Mereço um vinho em companhia dos amigos agora à noite.
Nos intervalos e no almoço, preocupações com a crise europeia: para
onde vai a França. Os mais pessimistas temem que a França venha a ser a
nova Grécia. Os mais otimistas relativizam: no máximo, uma nova Espanha.
Enquanto isso, em Portugal, greve geral.
Na Bélgica, greve parcial.
Passeatas em Madrid, Berlim e Bruxelas e, obviamente, na Grécia.
Na França, 130 manifestações aconteceram só nesta quarta-feira.
Todas contra as chamadas medidas de austeridade.
População irada nas ruas de 22 países da Europa.
Não à austeridade.
Sim à Europa social.
Na frente da Assembleia Nacional, Stéphane Gatignon, prefeito de
Sevran, faz greve de fome em defesa de mais apoio financeiro para as
pequenas cidades.
O presidente da República, François Hollande, falou, mas não convenceu.
Pediu tempo para aplicar o seu método de reconstrução do país.
Não convenceu.
A esquerda garante que ele está mesmo guinando para a direita.
A direita entende que ele permanece, no máximo, no centro.
Como a vida continua, nesta noite tem França e Itália no futebol.
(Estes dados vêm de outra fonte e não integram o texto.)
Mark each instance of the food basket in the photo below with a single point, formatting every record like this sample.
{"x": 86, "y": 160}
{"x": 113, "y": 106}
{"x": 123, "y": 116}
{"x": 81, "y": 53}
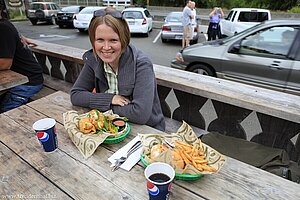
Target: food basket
{"x": 185, "y": 177}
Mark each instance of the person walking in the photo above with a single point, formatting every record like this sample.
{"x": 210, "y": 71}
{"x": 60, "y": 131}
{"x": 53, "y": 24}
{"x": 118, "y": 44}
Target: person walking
{"x": 122, "y": 75}
{"x": 187, "y": 24}
{"x": 193, "y": 8}
{"x": 16, "y": 56}
{"x": 213, "y": 27}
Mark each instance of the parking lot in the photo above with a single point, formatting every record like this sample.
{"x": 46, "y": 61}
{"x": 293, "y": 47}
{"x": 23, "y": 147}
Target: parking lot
{"x": 160, "y": 53}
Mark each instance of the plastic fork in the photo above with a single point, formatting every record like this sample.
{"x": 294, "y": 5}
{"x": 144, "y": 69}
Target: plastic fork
{"x": 121, "y": 160}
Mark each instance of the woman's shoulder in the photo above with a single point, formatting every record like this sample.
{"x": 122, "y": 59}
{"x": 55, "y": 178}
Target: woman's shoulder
{"x": 90, "y": 58}
{"x": 137, "y": 53}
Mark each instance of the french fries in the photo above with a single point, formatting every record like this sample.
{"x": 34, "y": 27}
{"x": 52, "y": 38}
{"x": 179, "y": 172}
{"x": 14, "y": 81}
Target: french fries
{"x": 193, "y": 155}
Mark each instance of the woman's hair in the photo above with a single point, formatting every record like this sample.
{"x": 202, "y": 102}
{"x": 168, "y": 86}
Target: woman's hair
{"x": 119, "y": 26}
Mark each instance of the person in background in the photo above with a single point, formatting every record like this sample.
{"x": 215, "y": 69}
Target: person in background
{"x": 16, "y": 56}
{"x": 122, "y": 75}
{"x": 187, "y": 24}
{"x": 213, "y": 27}
{"x": 193, "y": 8}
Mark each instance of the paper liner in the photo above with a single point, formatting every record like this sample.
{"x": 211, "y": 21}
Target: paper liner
{"x": 86, "y": 143}
{"x": 186, "y": 134}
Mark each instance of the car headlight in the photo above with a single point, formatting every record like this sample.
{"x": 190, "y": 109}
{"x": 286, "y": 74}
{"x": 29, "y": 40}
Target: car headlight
{"x": 179, "y": 57}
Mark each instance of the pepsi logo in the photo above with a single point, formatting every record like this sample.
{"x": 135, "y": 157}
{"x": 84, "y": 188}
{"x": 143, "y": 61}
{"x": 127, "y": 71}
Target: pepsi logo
{"x": 152, "y": 189}
{"x": 43, "y": 136}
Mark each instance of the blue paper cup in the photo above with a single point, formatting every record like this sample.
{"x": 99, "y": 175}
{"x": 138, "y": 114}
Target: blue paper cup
{"x": 46, "y": 133}
{"x": 159, "y": 180}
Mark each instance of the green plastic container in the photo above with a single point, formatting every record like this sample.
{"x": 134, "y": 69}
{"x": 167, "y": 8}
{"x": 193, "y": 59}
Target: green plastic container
{"x": 115, "y": 140}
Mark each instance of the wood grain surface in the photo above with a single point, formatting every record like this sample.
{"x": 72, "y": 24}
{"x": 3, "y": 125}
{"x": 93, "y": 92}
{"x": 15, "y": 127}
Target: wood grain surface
{"x": 66, "y": 174}
{"x": 9, "y": 79}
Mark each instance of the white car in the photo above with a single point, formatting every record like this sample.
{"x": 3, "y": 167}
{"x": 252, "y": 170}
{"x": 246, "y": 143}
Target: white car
{"x": 82, "y": 20}
{"x": 240, "y": 19}
{"x": 139, "y": 20}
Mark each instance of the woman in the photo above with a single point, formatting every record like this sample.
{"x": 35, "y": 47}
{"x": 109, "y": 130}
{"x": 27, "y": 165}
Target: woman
{"x": 213, "y": 27}
{"x": 122, "y": 75}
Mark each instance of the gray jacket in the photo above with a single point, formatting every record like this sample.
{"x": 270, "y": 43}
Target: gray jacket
{"x": 136, "y": 81}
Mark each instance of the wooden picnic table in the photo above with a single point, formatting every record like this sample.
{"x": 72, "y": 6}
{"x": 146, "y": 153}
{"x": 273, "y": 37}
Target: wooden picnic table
{"x": 10, "y": 79}
{"x": 28, "y": 172}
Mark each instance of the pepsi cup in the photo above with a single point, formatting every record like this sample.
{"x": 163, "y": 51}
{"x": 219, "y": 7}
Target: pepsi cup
{"x": 46, "y": 133}
{"x": 159, "y": 180}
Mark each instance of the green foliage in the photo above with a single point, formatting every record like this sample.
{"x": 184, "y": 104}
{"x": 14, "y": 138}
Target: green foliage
{"x": 16, "y": 14}
{"x": 295, "y": 9}
{"x": 268, "y": 4}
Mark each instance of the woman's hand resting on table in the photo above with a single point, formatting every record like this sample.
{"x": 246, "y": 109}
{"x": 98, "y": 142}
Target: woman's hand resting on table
{"x": 120, "y": 100}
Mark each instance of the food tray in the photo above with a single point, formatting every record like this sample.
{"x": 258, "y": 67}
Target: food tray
{"x": 115, "y": 140}
{"x": 185, "y": 177}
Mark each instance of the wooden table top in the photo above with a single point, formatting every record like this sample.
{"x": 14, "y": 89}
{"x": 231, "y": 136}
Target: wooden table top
{"x": 9, "y": 79}
{"x": 27, "y": 170}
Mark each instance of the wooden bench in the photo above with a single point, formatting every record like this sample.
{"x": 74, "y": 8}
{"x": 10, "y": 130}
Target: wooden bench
{"x": 277, "y": 114}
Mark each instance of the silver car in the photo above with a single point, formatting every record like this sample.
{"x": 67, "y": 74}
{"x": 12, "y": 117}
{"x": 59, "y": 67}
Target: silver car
{"x": 266, "y": 55}
{"x": 172, "y": 28}
{"x": 42, "y": 11}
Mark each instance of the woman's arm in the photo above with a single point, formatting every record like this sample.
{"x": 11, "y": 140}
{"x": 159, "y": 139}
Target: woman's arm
{"x": 140, "y": 108}
{"x": 82, "y": 91}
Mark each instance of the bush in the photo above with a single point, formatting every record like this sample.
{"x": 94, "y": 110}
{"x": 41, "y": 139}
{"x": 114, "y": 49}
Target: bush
{"x": 16, "y": 14}
{"x": 294, "y": 10}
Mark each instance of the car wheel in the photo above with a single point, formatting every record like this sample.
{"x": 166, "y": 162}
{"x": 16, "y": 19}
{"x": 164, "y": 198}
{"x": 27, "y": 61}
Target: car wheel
{"x": 194, "y": 41}
{"x": 52, "y": 20}
{"x": 147, "y": 34}
{"x": 201, "y": 69}
{"x": 33, "y": 21}
{"x": 163, "y": 40}
{"x": 39, "y": 14}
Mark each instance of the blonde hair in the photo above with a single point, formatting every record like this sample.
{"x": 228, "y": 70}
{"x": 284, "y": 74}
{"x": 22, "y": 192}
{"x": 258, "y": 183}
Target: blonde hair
{"x": 119, "y": 26}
Jogo tido como uma revancha da Copa do Mundo.
Nas ruas, frio.
Um outono quase gelado.
Paris com aquele jeito melancólico das grandes cidades depois do verão.
Aquela atmosfera de silêncio contido em meio à quase explosão.
A ira queimando os corações.
A política e a literatura retomando todos os espaços e direitos.
A vida encolhendo dentro dos casacos e transbordando nas críticas e
nas polêmicas em torno do terrorismo, da precarização do trabalho e do
desalento em relação ao futuro duvidoso.
Na Córsega, o presidente da Câmara de Comércio foi fuzilado.
Os ódios nunca se apagam na velha Europa de tantas guerras.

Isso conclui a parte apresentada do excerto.